The mushrooms: Fresh sliced mushrooms, rinsed and drained. I’ve used both white button and cremini and I don’t have a strong opinion. Creminis have a little more depth, but honestly by the time they’ve been cooking for eight hours, they’re all going to taste like the gravy anyway. Use what’s on sale.
The cream of mushroom soup: Condensed. Canned. I know some folks have opinions about this, and that’s fine. There is a time and a place for homemade béchamel and this is neither. Campbell’s. The red-and-white can. Done.
The dry onion soup mix: Lipton, usually, though I’ve used the store brand and could not tell the difference. This is what seasons everything — you don’t add extra salt, you don’t add pepper, you just trust the packet.
Ingredients
3 pounds beef stew meat or sirloin tips, cut into 1- to 1½-inch chunks
2 cans (10.5 ounces each) condensed cream of mushroom soup — do not add water
1 packet (about an ounce) dry onion soup mix
1 package (8 ounces) sliced fresh mushrooms, white button or cremini, rinsed
That’s the whole list. Four things. I’ve counted it probably two dozen times over the years expecting to have forgotten something.
How to Make It
Grease the inside of your Slow Cooker first — just a swipe of butter or a quick shot of nonstick spray. It makes the cleanup easier and you’ll thank yourself later when the gravy has baked onto the sides and you’re trying to salvage the ceramic insert.
Scatter your mushrooms over the bottom. They’re going to release a lot of liquid as they cook, so they form a sort of natural bed for the beef. Lay the beef on top, spread out as evenly as you can manage.
In a bowl — and I mean it, do this in a bowl, don’t just dump both cans straight in — stir the condensed soup and the dry onion mix together until they’re combined. It’s going to be thick. Almost uncomfortably thick, like paste. That’s correct. That thick paste is what’s going to become gravy. Pour it over the beef and use a spatula to push it around so most of the meat is coated.

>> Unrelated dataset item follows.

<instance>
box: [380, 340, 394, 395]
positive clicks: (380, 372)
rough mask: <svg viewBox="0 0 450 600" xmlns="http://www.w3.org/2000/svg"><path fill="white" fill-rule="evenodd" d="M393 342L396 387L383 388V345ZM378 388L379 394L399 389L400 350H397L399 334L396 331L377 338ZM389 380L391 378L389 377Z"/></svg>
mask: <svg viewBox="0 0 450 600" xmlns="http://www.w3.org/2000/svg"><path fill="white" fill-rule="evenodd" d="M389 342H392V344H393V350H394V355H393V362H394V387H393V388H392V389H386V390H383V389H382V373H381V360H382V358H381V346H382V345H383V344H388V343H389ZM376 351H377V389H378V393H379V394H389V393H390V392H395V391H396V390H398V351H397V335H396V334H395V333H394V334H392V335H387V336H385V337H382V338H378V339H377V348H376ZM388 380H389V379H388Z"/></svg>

Now put the lid on and leave it alone.
I cannot stress this enough: leave it alone. Don’t add water. I know it looks dry. I know the paste looks alarming. The moisture is coming — it’s already in there, waiting in the mushrooms and the beef — and if you add water you’ll end up with a thin, watery sauce that never quite recovers.
Cook on LOW for seven or eight hours, or HIGH for four to five. I almost always do LOW. I start it in the morning and by the time late afternoon rolls around, the whole house smells like something slow and serious has been happening.
When the beef is tender enough to pull apart with a fork, give everything a gentle stir to bring the gravy together. Taste it — it probably doesn’t need anything, but a little black pepper doesn’t hurt. Let it sit on WARM for ten or fifteen minutes before you serve it. The gravy tightens up just slightly and it’s better for the waiting.
Variations
If you have time and the inclination, browning the beef in a hot skillet before it goes into the Slow Cooker adds a depth that I do notice. It’s not required and I skip it more often than not, but on a weekend when I’m not in a hurry, I sometimes do it. The caramelized crust on the outside of the beef makes the gravy taste a little more like work, if that makes sense.
Double the mushrooms if you love mushrooms. I’ve done it. It’s not a problem. The gravy just gets a little earthier.
Stirring in a few spoonfuls of sour cream at the very end makes it creamier and a little tangy — it’s good, just not how I usually make it.
If you need to stretch it for a crowd, a third can of soup and a half cup of beef broth will do the job without ruining anything.
Leftovers
If there are any — and in my house, that’s a genuine if — they keep in the refrigerator for three days easily. Reheat slowly on the stove over low heat or in the microwave with a damp paper towel over the top so the edges don’t dry out. Leftovers over toast the next morning with a fried egg on top is not something I’ll apologize for.